2. Right pulse more altered than the left, the aneurism involves both the aorta and the innominate artery.

3. Right pulse alone affected, the left remaining normal, the aneurism is confined to the innominate artery.

4. Left pulse not affected, the aneurism is situated beyond the innominate.

5. Both pulses aneurismal. This occurs sometimes with aneurisms of the arch which involve the large vessels.

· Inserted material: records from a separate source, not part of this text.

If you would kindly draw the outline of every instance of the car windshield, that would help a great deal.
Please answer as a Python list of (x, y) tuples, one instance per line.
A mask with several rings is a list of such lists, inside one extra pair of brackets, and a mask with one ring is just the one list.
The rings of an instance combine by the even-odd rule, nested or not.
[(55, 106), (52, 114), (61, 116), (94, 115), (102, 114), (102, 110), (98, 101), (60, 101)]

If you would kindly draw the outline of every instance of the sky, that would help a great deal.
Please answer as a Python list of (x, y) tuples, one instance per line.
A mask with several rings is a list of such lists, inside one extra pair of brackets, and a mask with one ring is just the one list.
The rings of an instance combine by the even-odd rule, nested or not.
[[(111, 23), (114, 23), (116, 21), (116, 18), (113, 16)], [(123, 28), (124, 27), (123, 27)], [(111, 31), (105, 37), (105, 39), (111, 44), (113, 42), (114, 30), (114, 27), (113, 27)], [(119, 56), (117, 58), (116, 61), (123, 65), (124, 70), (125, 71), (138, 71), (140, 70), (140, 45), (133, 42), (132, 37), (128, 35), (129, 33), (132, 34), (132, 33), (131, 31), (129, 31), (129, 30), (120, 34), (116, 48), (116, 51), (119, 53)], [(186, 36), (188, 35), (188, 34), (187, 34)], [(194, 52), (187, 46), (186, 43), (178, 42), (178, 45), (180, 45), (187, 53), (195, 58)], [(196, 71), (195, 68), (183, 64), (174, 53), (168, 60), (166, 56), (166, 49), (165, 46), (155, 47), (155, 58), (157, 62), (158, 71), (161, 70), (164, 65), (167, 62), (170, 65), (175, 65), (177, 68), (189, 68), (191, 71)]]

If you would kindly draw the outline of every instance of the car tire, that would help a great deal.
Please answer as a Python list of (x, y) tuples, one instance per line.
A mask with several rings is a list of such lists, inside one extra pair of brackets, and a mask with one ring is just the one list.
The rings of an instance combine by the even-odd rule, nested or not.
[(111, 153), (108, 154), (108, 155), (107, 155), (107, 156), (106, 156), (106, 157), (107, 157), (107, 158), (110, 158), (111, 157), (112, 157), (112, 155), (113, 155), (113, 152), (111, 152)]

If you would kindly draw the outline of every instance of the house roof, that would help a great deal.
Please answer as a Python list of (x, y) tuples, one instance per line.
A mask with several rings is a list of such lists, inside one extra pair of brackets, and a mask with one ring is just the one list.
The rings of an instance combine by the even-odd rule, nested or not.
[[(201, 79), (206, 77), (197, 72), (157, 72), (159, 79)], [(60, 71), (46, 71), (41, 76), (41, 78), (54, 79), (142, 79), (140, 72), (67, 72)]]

Varicose aneurism can only be suspected by exclusion. Thurman emphasizes one symptom which is significant when heard, but it is rare. This sign is an intense superficial souffle, accompanied by a frémissement cataire, and situated over the opening of the aneurism. It is continuous in time, though louder during systole; and this element of continuity serves to distinguish it from the ordinary bruits of aortic aneurism or valvular lesions. When there is a varicose communication between the aorta and the vena cava superior or the right auricle, the souffle will be extended along the right border of the sternum, with its maximum at the level of the second intercostal space. If the aneurism opens into the pulmonary artery or the upper part of the right ventricle, the souffle will be heard along the left border of the sternum. When the signs are manifested as the result of some excessive effort, and are accompanied by præcordial pain, Thurman thinks them almost conclusive of varicose aneurism of the ascending aorta. He adds a few other symptoms likely to be present, but less characteristic of this particular lesion. These are anasarca, venous congestion, dilatation of cutaneous veins, dyspnoea even to orthopnoea, cough with sanguinolent sputa, a bounding pulse, and less frequently general feebleness, with diminution of the animal heat. These signs have a general significance, however, except when the vena cava superior is involved, and there the venous congestion and oedema occupy the upper half of the body. We have, however, previously seen such phenomena limited to the upper part of the body, resulting from pressure upon the vena cava.

T. Gallard has related a very interesting case of an arterio-venous aneurism of the arch of the aorta communicating with the vena cava superior. This case furnished all the ordinary signs of a tumor of the mediastinum with compression of the vena cava superior. It emitted a souffle which began with the first cardiac sound and persisted through the short interval of silence and to the end of the second sound. This souffle was especially pronounced at the base of the heart, and Gallard diagnosed a communication with the vein above mentioned. The autopsy revealed the accuracy of the diagnosis.

Hayden says that aneurisms opening into the heart, the pulmonary artery, or the vena cava have, so far as he knows, without exception, arisen from the ascending aorta. The simple projection of an aneurism into one or more of the chambers of the heart is attended only by symptoms of obstruction to the blood-current, and he knows of no symptom characteristic of a communication between an aneurism and the heart. When the sac opens into the pulmonary artery there occur sudden and most urgent dyspnoea and blood-expectoration, without spasm or stridor. If aneurism of the ascending aorta has been primarily determined, then the sudden eruption of such symptoms would be almost pathognomonic of this accident.

DIFFERENTIAL DIAGNOSIS.—We have enumerated a large number of symptoms, direct and indirect, which are grouped about aortic aneurism. It is an unknown thing, however, for any one aneurism to present the entire group in one tableau. A few only appear in a given case, and the possible kaleidoscopic combinations of the whole number are almost infinite. There are also numerous other conditions of the thoracic organs which produce groups of phenomena closely resembling those of aneurism, and requiring critical analysis.

An aneurism is a tumor, and the majority of its symptoms are simply signs of a tumor. It is necessary, therefore, to determine whether the tumor at hand is a solid growth or an expanded vessel. This is always difficult when the tumor is beyond reach. It may be pulsatile from lying upon the aorta. The following points, therefore, should be carefully noted and tested:

1. A solid tumor may be pulsatile, but it is never distensile.